- Just under two years after making its public trading debut, Casper has inked a deal to be taken private again. The DTC mattress brand on Monday announced it has entered into a definitive agreement to be acquired by private equity firm Durational Capital Management. The deal is expected to close in the first quarter of 2022.
- Through the deal, shareholders will receive $6.90 for every share outstanding, about a 94% premium above Casper's Nov. 12 closing price of $3.55 a share, according to a company press release. Durational said it has committed debt financing led by KKR Credit and Callodine Commercial Finance.
- In a separate announcement, Casper said co-founder and CEO Philip Krim has stepped down from the chief executive role. Succeeding him as CEO is Emilie Arel, Casper's president and chief commercial officer.
Casper entered the public markets in February 2020 before the impacts of the pandemic were fully realized in the U.S. and before the flood of DTC brands entering the public markets this year.
But as the pandemic rattled much of the industry, the DTC mattress brand was uniquely positioned to benefit from shifting consumer behavior. Selling home-related items, a category in high demand, and operating primarily online helped push Casper's revenue up 13% to $497 million in fiscal 2020. And yet, the DTC brand has consistently struggled to turn a profit, reporting a net loss of $89.6 million in the same period.
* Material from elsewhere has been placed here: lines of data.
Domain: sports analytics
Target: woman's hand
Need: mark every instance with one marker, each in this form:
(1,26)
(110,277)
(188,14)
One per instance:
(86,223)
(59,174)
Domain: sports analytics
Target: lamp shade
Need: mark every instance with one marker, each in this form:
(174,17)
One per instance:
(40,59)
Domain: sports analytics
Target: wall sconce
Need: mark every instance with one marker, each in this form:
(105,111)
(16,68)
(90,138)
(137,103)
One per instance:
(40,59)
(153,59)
Casper on Monday reported third quarter net revenue increased 26.8% to $156.5 million — a quarterly record, according to the company. Direct-to-consumer revenue grew 6.7% to $96.5 million, while retail partnership revenue grew 78.6% to $60 million. Net loss widened 59.4% to $25.3 million.
The deal with Durational to go private allows Casper to "move forward on strong financial footing," Krim said in a statement. "This agreement offers a promising opportunity to realize the highest value for our stockholders while providing Casper with much needed capital to execute on future initiatives to sustain and grow its business."
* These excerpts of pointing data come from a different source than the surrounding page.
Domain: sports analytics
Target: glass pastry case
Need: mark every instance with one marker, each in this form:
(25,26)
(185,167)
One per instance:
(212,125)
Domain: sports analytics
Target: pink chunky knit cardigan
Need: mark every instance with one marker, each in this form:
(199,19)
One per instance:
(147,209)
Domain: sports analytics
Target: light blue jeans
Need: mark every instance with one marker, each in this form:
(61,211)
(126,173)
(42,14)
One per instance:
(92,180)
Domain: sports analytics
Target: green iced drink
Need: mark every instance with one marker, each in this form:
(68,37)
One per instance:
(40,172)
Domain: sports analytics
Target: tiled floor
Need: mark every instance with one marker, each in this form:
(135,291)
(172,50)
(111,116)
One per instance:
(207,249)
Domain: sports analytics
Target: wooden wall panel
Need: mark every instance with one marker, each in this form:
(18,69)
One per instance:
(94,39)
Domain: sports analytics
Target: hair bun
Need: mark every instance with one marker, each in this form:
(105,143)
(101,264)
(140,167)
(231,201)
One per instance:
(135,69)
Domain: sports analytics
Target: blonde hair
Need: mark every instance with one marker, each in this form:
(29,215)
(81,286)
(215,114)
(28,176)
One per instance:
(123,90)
While IPOs have been gaining steam lately, acquisitions and buyouts have consistently been the most popular exit paths for direct-to-consumer brands over the past 10 years, according to data provided by PitchBook. As of Aug. 3, 66 DTC brands exited via acquisition, while 38 exited through a buyout.
Krim's exit from the CEO role comes as other DTC founders step down from the chief executive spot as their businesses grow, including at Everlane, Dollar Shave Club, Stitch Fix and Mirror.